ECONOMIA
Chapo quer UEM a formar “patrões” e não apenas “empregados”
O Presidente da República, Daniel Francisco Chapo, desafiou esta quarta-feira (19) a Universidade Eduardo Mondlane (UEM) a assumir um papel mais activo na criação de oportunidades económicas, formando jovens capazes de gerar emprego em vez de depender do mercado laboral tradicional. O apelo foi lançado durante a segunda cerimónia de graduação da UEM, em Maputo.
Segundo o Chefe do Estado, o país enfrenta uma realidade em que milhares de licenciados continuam sem colocação, não necessariamente por falta de competência, mas porque o mercado não cresce ao ritmo do número de diplomados. “O tempo em que o diploma garantia automaticamente um emprego chegou ao fim”, advertiu. Para Chapo, o novo desafio da universidade é “formar criadores de emprego e não apenas candidatos a emprego”.

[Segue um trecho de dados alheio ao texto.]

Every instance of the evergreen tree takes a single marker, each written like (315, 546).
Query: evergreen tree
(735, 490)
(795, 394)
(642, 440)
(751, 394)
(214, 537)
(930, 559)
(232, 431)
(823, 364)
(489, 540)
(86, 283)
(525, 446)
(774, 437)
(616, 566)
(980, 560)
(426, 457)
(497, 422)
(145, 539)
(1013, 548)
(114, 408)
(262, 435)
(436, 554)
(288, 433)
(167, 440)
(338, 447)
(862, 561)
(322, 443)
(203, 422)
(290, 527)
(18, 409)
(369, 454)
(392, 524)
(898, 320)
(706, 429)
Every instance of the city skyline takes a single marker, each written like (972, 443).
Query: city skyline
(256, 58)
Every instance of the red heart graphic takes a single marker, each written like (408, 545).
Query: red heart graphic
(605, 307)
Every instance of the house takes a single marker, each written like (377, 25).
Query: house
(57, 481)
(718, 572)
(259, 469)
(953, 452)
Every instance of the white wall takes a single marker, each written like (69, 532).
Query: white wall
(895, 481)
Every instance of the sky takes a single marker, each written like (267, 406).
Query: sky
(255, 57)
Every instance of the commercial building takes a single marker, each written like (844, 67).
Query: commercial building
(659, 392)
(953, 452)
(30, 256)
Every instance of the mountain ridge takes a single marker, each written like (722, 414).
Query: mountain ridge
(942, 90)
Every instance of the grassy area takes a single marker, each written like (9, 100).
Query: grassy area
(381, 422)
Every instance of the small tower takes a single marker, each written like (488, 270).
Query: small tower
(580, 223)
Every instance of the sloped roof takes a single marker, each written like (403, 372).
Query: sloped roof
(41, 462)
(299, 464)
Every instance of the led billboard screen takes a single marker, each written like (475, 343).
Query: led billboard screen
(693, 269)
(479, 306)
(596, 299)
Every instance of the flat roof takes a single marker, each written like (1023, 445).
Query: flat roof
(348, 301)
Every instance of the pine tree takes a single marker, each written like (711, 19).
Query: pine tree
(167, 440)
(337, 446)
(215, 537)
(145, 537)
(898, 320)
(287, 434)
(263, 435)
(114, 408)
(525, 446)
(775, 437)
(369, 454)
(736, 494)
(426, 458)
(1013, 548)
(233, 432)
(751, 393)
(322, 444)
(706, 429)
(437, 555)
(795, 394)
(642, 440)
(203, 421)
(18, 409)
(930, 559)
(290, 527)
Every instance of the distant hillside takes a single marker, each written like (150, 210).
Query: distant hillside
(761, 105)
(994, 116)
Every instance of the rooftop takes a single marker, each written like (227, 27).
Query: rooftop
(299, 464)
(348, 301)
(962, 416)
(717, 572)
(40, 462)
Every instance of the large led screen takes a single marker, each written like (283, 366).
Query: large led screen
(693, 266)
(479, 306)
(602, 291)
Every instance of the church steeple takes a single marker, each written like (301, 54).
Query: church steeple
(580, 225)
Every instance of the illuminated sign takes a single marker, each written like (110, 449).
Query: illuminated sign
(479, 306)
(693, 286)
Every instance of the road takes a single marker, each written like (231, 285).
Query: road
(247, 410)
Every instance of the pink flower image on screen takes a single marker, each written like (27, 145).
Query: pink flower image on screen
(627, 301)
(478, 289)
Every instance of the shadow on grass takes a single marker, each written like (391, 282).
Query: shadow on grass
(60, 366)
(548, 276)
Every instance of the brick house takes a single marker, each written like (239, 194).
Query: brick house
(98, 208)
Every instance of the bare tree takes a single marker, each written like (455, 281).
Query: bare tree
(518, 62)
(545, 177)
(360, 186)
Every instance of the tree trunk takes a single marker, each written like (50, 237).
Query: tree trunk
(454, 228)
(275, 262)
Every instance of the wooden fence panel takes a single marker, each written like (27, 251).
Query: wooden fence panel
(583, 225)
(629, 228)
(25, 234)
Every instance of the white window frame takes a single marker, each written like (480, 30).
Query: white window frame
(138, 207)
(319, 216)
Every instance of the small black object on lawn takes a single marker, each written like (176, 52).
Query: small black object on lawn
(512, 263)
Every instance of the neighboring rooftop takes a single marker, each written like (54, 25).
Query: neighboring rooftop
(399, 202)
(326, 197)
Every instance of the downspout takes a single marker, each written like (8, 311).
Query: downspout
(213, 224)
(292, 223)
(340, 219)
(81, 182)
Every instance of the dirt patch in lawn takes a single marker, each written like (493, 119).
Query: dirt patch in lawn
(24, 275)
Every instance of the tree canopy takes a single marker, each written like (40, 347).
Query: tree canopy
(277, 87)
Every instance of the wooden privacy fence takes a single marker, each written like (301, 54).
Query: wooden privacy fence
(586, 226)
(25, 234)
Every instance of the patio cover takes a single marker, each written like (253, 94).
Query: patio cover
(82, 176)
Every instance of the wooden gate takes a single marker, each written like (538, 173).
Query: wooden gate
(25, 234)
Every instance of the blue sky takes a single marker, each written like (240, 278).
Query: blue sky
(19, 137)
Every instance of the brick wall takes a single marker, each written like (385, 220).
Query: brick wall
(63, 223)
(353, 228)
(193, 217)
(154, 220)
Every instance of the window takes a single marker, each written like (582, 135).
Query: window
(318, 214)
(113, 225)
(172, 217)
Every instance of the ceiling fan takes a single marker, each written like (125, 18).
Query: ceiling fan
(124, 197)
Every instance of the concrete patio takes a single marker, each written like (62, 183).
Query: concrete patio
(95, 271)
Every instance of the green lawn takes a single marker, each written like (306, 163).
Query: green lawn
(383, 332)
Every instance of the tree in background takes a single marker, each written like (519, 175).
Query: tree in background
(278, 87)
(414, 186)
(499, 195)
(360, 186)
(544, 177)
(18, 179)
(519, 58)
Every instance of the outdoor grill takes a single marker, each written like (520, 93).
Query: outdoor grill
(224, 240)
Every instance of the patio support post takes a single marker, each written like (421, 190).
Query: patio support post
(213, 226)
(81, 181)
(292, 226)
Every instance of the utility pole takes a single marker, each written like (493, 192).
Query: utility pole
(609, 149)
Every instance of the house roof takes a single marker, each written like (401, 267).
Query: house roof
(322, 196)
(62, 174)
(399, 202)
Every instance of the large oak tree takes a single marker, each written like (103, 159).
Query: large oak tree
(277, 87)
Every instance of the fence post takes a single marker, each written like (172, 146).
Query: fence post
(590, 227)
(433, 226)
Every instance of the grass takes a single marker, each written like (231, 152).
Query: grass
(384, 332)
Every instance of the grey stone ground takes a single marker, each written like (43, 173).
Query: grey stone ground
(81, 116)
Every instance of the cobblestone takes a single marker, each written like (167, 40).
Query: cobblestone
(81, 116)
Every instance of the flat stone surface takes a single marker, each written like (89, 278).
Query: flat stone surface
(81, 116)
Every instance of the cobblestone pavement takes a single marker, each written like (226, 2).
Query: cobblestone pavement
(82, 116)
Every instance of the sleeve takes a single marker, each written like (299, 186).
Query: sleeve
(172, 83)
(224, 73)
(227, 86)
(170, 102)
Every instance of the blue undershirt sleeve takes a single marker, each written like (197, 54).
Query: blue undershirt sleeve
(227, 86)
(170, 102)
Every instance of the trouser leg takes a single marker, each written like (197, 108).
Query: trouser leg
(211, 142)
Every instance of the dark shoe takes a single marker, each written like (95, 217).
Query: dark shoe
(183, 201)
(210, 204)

O Presidente disse que a agenda da Independência Económica, que define o actual ciclo governativo, só será possível se as instituições de ensino superior se tornarem motores da inovação, do empreendedorismo e da produção científica aplicada. Defendeu currículos modernos, maior ligação entre a academia e o sector produtivo, e uma cultura universitária orientada para resultados concretos na economia real.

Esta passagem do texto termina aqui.